Polscy przedsiębiorcy przestaną obsługiwać niezaszczepionych? Wystosowali apel do rządu
Polscy przedsiębiorcy apelują do rządu o wprowadzenie takich działań, jakie obowiązują na przykład we Francji. Osoby, które się jeszcze nie zaszczepiły nie mają tam prawa wejść do niektórych sklepów, kim, kawiarnii, restauracji, czy galerii handlowych.
Marek Kowalski, przewodniczący Federacji Przedsiębiorców Polskich (FPP), podkreślił, że "wprowadzenie możliwości uzależnienia dostępu do określonych obiektów i placówek od faktu zaszczepiania stanowiłoby dodatkową motywację dla osób, które dotychczas nie wykazywały chęci zaszczepienia do tego, by skorzystać z tej możliwości".
Obawy przedsiębiorców
Polscy przedsiębiorcy słusznie mają obawy przed kolejnymi stratami z powodu nadchodzącej czwartej fali pandemii. Biznesu podczas trzech poprzednich lockdown straciły mnóstwo pieniędzy. Nic więc dziwnego w tym, że zależy im na jak najwyższym wskaźniku zaszczepionych Polaków.
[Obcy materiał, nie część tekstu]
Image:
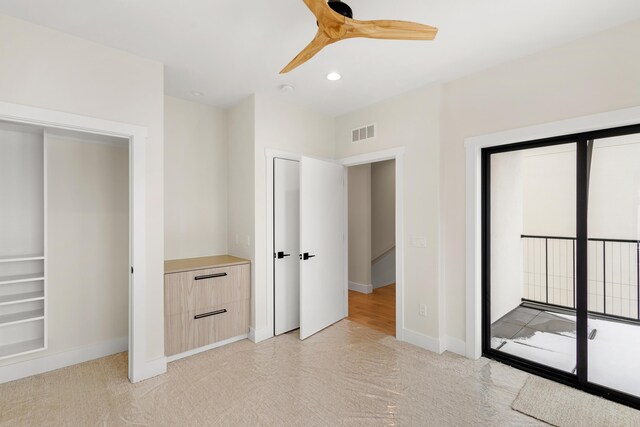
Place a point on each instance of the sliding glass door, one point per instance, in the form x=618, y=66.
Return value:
x=531, y=234
x=561, y=259
x=614, y=225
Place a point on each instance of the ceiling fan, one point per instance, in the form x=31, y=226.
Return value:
x=335, y=23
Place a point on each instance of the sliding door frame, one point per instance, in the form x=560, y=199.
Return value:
x=580, y=379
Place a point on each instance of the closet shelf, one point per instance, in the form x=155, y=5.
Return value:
x=23, y=347
x=24, y=297
x=16, y=258
x=22, y=317
x=22, y=278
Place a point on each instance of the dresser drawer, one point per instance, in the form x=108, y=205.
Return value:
x=186, y=331
x=201, y=290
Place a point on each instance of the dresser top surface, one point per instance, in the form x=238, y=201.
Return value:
x=190, y=264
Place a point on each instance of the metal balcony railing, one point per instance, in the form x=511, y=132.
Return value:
x=549, y=274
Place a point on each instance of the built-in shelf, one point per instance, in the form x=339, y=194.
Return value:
x=22, y=317
x=17, y=258
x=23, y=347
x=21, y=278
x=24, y=297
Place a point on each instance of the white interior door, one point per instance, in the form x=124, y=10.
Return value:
x=286, y=245
x=322, y=211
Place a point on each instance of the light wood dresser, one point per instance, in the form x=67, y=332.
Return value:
x=206, y=301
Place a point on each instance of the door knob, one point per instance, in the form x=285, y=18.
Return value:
x=281, y=255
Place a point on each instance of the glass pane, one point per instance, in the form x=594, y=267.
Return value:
x=533, y=225
x=614, y=215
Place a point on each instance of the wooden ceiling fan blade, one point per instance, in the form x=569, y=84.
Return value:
x=319, y=41
x=323, y=13
x=391, y=30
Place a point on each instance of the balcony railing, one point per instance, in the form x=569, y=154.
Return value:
x=549, y=274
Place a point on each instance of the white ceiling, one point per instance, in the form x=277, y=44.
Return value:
x=232, y=48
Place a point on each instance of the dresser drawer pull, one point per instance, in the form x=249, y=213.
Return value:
x=211, y=276
x=211, y=313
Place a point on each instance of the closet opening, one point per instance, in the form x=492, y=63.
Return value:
x=372, y=245
x=64, y=248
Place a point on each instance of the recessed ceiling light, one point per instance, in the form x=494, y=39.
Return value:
x=286, y=88
x=333, y=76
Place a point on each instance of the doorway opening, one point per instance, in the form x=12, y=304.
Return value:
x=332, y=297
x=372, y=245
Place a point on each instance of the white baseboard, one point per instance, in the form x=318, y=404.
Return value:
x=422, y=340
x=55, y=361
x=456, y=346
x=206, y=348
x=257, y=335
x=359, y=287
x=151, y=369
Rada Przedsiębiorców apeluje
"Z uwagi na prognozowane zagrożenie wywołane czwartą falą pandemii oraz pojawianie się kolejnych odmian wirusa SARS-CoV-2, apelujemy o podjęcie natychmiastowych działań zmierzających do przyspieszenia procesu immunizacji polskiego społeczeństwa" - napisała do rządu Rada Przedsiębiorców.
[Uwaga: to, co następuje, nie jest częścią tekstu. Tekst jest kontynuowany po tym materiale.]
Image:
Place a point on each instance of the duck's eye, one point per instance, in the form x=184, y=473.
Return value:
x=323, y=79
Szacuje się, że lockdown spowodowany czwartą falą pandemii przyniesie kolejne straty gospodarcze wynoszące 37 miliardów złotych.
Obostrzenia nałożone na nieszczepione osoby mogłyby więc spowodować, że niektóre usługi nie musiałyby przerywać działalności na czas nadchodzącego lockdownu.
Co na to rząd?
Minister zdrowia Adam Niedzielski w piątek zapytany został o to, czy jest zwolennikiem wprowadzenia takich restrykcji dla osób bez szczepienia, jakie zapowiedziano we Francji. Jest on jest zwolennikiem przekonywania.
- Na razie staramy się oddziaływać na motywację pacjentów do szczepienia. Oczywiście rozważamy też inne scenariusze, w tym obowiązkowość szczepień, na początku medyków. Ale na razie żadne decyzje nie zostały podjęte. Mamy skatalogowane pomysły, które są wdrażane w Europie. Analizujemy, jaki mają potencjał - powiedział.